И продолжает: «…Guide par ton odeur vers de charmants climates. Je vois un port rempli de voilures et de mats…»[349] — «Не суйся с Бодлером!» — закричал я, ревниво откликаясь на вторжение на мою землю, целину которой я поднял, вспахал впервые, более двадцати лет назад, и которая, неизменно покорная моей воле, теперь, когда я потерял всё, оставалась единственной частицей, последней, находящейся под моим правлением полоской той страны, что еще вчера была моей; моей — от севера до юга, от океана до океана, а ныне сузилась до нищенского колоска, до жалкого сарая из прогнивших досок, набитого мертвыми корнями, где я вынужден был ожидать суденышка, обещанного лишь на утро, на завтра — такое далекое, неправдоподобное, почти недосягаемое завтра! Суденышку предназначено вывезти меня отсюда, точно контрабандный товар, точно гроб с останками умершего в клинике богачей, — отсюда, где я был властелином человеческих судеб и асьенд. Поднимаю за руку Мажордомшу со скамейки, когда она начала было ластиться к гринго — более дозволенного — и рывком отталкиваю ее на соседнее кресло.
«Так лучше, — говорит, посмеиваясь, гринго, — потому как это и погубило мою карьеру». (Слово «карьера» — дипломатическая, надо думать — из уст другого, известного, кто он и где он, ассоциируется в моей памяти с определением «величайшая глупость», высказанным Дон Кихотом по поводу одного рыцарского романа, скверно представленного в театре марионеток.

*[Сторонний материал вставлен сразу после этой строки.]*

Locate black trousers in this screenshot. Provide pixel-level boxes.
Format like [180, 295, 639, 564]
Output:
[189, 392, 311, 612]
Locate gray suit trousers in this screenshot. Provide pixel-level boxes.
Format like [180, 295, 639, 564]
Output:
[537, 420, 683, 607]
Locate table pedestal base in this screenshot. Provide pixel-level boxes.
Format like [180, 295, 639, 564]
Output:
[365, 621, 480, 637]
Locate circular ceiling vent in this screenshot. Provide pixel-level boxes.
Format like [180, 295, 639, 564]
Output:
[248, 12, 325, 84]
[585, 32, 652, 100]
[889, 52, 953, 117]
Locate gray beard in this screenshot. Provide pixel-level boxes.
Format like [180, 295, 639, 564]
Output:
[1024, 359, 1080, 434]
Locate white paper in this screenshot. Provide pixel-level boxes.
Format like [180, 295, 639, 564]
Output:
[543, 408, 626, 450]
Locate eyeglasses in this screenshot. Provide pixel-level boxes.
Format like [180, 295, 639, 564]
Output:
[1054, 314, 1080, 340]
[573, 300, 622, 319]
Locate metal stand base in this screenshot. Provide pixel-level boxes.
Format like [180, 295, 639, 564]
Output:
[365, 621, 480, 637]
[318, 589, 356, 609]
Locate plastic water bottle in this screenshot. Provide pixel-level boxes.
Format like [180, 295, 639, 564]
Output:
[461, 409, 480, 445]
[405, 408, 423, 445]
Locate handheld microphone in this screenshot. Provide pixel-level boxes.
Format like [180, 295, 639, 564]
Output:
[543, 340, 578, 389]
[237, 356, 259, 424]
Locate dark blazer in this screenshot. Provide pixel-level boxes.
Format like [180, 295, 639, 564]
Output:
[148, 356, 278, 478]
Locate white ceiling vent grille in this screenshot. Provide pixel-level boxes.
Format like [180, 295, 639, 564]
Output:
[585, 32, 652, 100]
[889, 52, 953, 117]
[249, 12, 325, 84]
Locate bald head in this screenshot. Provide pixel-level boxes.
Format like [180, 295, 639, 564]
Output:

Для каждого латиноамериканца моего поколения «карьера» — это синекура с минимальной работой и максимальным наслаждением, пребывание в посольствах с декорациями большого оперного театра, среди итальянского мрамора и версальских люстр, со скрипками на эстраде, с вальсами бутоньерок и декольте, торжественными швейцарами, камергерами в коротких панталонах, с интригами, с вечерними коктейлями, альковными романами, с комплиментами a la валье-инклановский маркиз де Брадомин[350] и фразами a la Талейран, с чудесами такта и «savoir vivre»[351], — совершенно чуждых понятиям наших людей, которые никогда не привыкнут к нормам протокола и которые, не разузнав вначале, не посоветовавшись, допускают промахи — это бывало и в моем Дворце, — как, скажем, начать играть «Турецкий марш» Моцарта при акте вручения верительных грамот послом турецкого султана Абдул-Хамида либо исполнять республиканский «Гимн Риего»[352] при вручении верительных грамот посланником испанского короля Альфонса XIII…)
«Все у меня шло гладко, — продолжал южанин, — пока не обратили внимание, что в Париже я слишком увлекался мартиникскими танцами на Рю Бломе. С тех пор где я только не выполнял умопомрачительные миссии североамериканской дипломатии. Был консулом в бразильском порту Аракажу, в гватемальском городе Антигуа, на Кубе — в Гуантанамо, в Перу — в Мольендо, на Гаити — в Жакмеле, и даже в эквадорском порту Манте, где ежедневно, ровно в полдень, перед пляжами появляются акулы с пунктуальностью, сравнимой разве что с появлением апостолов на часах Страсбургского собора. А сейчас вот здесь — в этой мусорной яме, если можно так выразиться. И потому… знают, что я… (он посмотрел на Мажордомшу)… ладно, мы, ты и я, друг друга понимаем.